Na lista publicada pela equipa do documentário, essas ações estão em nome de uma companhia offshore, a Palamos Limited. É aí que entra a Appleby, uma operadora de offshores fundada nas Bermudas e a principal origem dos “Paradise Papers”, um conjunto de várias fugas de informação obtidas pelo jornal alemão “Süddeutsche Zeitung” e partilhadas com o Consórcio Internacional de Jornalistas de Investigação (ICIJ) e uma rede de mais de 380 jornalistas e 96 parceiros de media em 67 países, incluindo o Expresso em Portugal. Rui de Sousa, residente na Avenue Princesse Grace, no Mónaco, foi cliente do escritório da Appleby nas Ilhas Caimão. É um dos cerca de 70 cidadãos portugueses identificados até ao momento em quase sete milhões de ficheiros da operadora de offshores (ver texto ao lado).

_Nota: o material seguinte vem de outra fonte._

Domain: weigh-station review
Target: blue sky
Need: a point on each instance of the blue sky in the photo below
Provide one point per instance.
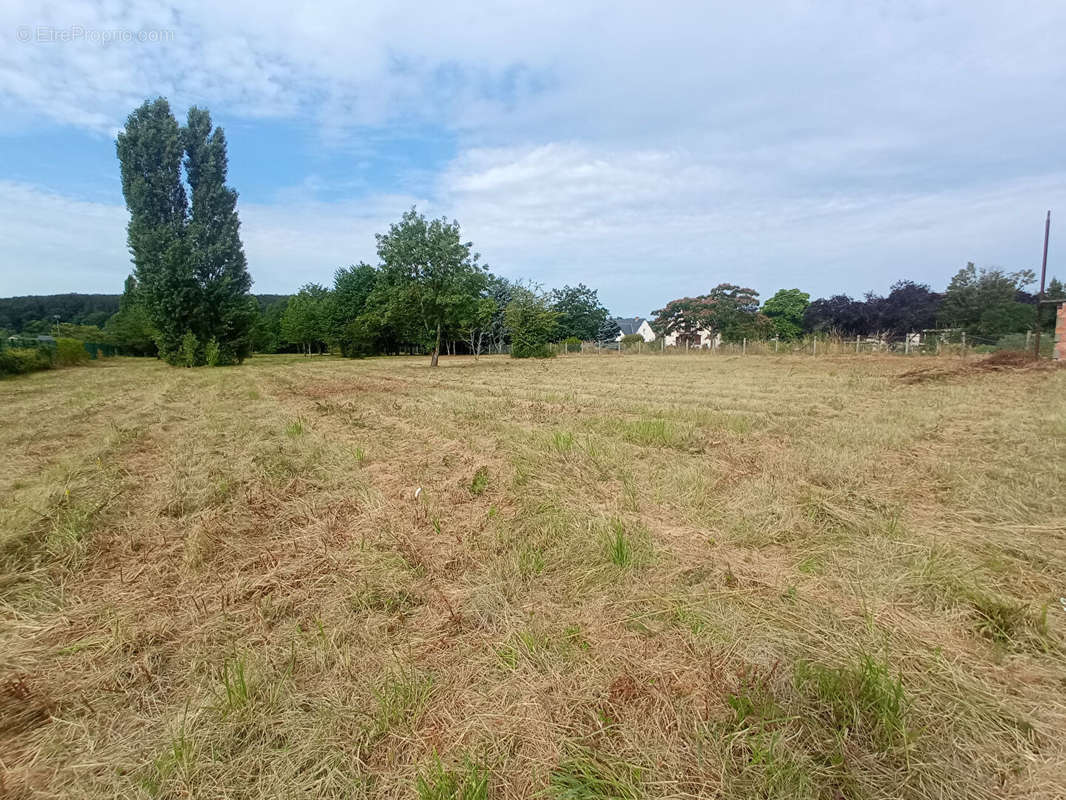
(650, 150)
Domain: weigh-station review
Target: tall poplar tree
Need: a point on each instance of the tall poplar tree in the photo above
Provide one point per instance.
(189, 264)
(226, 310)
(149, 152)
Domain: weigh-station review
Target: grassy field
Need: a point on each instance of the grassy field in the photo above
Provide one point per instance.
(591, 577)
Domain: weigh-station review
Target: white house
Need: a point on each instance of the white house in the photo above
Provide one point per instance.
(629, 325)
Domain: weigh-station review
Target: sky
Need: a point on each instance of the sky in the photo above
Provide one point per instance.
(648, 149)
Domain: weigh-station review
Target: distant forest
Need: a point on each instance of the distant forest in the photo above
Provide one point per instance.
(35, 314)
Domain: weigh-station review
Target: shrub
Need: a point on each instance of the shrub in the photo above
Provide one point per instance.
(211, 353)
(532, 323)
(542, 350)
(70, 352)
(188, 356)
(20, 361)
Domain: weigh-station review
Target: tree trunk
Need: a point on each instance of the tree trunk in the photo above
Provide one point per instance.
(436, 349)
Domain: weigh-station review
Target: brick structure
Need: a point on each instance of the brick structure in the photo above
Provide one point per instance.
(1060, 347)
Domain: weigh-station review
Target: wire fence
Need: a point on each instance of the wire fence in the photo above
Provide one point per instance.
(933, 342)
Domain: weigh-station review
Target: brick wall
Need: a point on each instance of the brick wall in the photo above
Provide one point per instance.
(1060, 351)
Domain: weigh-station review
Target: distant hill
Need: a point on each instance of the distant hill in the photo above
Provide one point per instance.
(81, 309)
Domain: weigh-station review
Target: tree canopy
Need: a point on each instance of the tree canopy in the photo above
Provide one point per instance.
(430, 278)
(189, 264)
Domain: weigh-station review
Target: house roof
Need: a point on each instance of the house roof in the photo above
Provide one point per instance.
(628, 324)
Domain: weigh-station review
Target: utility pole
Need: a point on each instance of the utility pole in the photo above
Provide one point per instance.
(1044, 273)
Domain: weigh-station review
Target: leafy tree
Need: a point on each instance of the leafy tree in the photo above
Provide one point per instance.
(267, 331)
(532, 323)
(908, 307)
(500, 291)
(580, 313)
(985, 302)
(351, 326)
(839, 314)
(479, 324)
(213, 234)
(305, 321)
(431, 278)
(683, 317)
(786, 310)
(149, 152)
(729, 309)
(129, 328)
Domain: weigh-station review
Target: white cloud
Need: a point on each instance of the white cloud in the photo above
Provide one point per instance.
(648, 148)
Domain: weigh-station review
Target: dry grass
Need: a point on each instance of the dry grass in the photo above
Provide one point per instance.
(623, 577)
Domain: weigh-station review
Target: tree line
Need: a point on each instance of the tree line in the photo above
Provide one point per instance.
(988, 303)
(430, 293)
(188, 299)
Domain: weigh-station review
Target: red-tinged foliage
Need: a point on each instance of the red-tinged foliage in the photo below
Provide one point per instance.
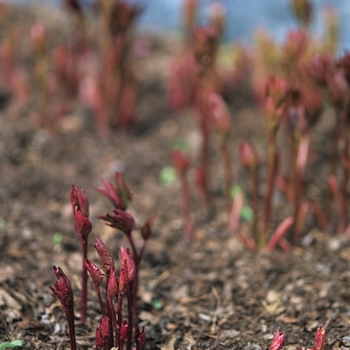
(120, 220)
(146, 229)
(277, 341)
(79, 201)
(64, 293)
(303, 11)
(94, 271)
(219, 113)
(124, 330)
(104, 254)
(320, 339)
(127, 263)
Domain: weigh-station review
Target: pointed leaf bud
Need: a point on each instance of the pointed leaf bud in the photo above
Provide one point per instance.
(94, 271)
(102, 333)
(277, 88)
(338, 89)
(248, 156)
(320, 338)
(303, 11)
(140, 338)
(146, 229)
(219, 113)
(123, 280)
(79, 201)
(277, 341)
(82, 225)
(127, 263)
(112, 288)
(124, 329)
(121, 220)
(217, 16)
(104, 254)
(205, 44)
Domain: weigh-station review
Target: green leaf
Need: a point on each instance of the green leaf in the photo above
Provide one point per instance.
(167, 175)
(11, 345)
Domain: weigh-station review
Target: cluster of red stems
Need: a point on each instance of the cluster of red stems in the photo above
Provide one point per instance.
(293, 83)
(320, 339)
(113, 329)
(95, 65)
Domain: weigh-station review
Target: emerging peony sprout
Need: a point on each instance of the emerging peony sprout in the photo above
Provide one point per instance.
(83, 227)
(303, 11)
(103, 333)
(104, 254)
(64, 293)
(277, 341)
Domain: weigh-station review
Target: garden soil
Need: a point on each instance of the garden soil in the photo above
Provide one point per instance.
(208, 293)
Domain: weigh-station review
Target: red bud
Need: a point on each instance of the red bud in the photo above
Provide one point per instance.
(82, 225)
(124, 329)
(127, 263)
(277, 341)
(112, 288)
(94, 271)
(248, 156)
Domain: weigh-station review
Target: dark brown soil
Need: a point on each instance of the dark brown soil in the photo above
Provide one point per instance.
(211, 293)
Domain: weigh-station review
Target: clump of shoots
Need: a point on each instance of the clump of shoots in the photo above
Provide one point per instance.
(277, 341)
(113, 330)
(181, 163)
(120, 196)
(320, 340)
(83, 227)
(222, 121)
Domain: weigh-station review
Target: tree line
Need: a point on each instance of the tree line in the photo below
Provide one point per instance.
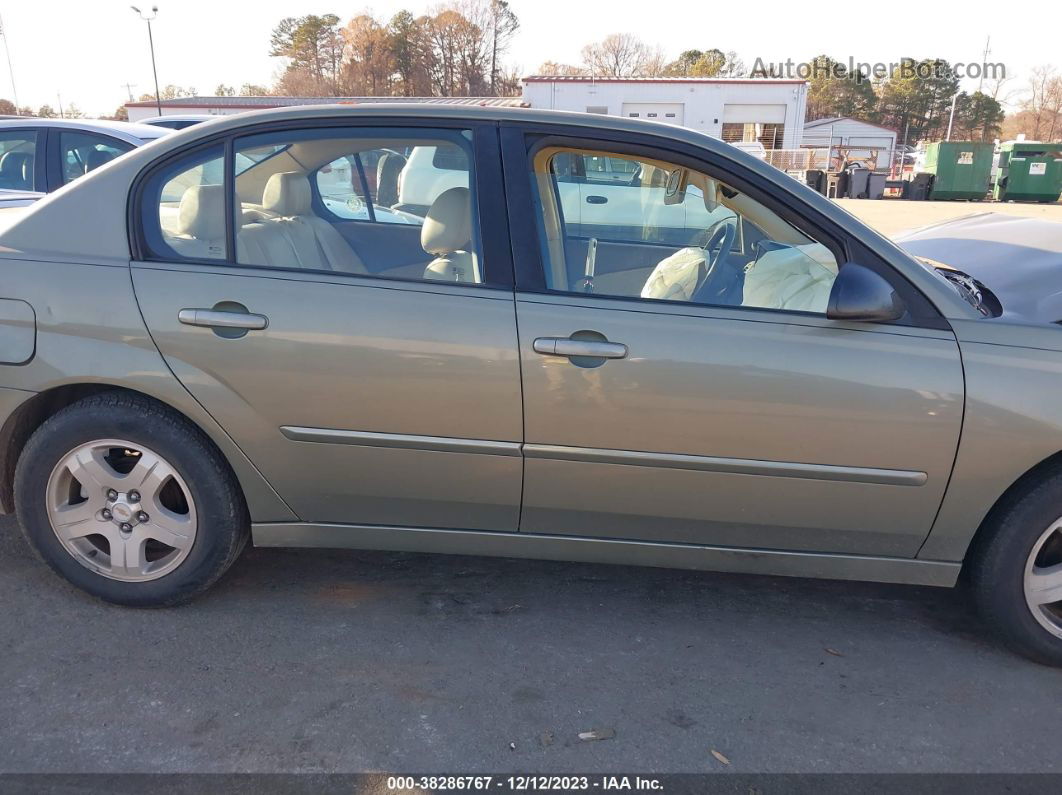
(459, 50)
(456, 51)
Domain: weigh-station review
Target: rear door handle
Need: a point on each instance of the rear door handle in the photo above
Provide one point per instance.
(566, 346)
(219, 318)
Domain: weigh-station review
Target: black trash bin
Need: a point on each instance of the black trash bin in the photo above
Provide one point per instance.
(816, 179)
(920, 187)
(858, 179)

Incorporada em maio de 2000 nas Ilhas Caimão, a Palamos Limited foi gerida pela Appleby entre 2006 e 2009, depois de a operadora de offshores ter comprado uma concorrente, a Ansbacher Bank and Trust Company (Cayman), e ficado com a sua carteira de clientes. A Palamos tinha 19 milhões de dólares declarados como ativos no final de 2006 e estava associada a um trust, o Rui de Sousa Trust, tendo como beneficiários o empresário, os filhos e a mulher. Além da Palamos, havia outra companhia offshore, a Forestal Limited, através do qual o chairman da SOCO era dono de um apartamento no centro de Austin, nos Estados Unidos.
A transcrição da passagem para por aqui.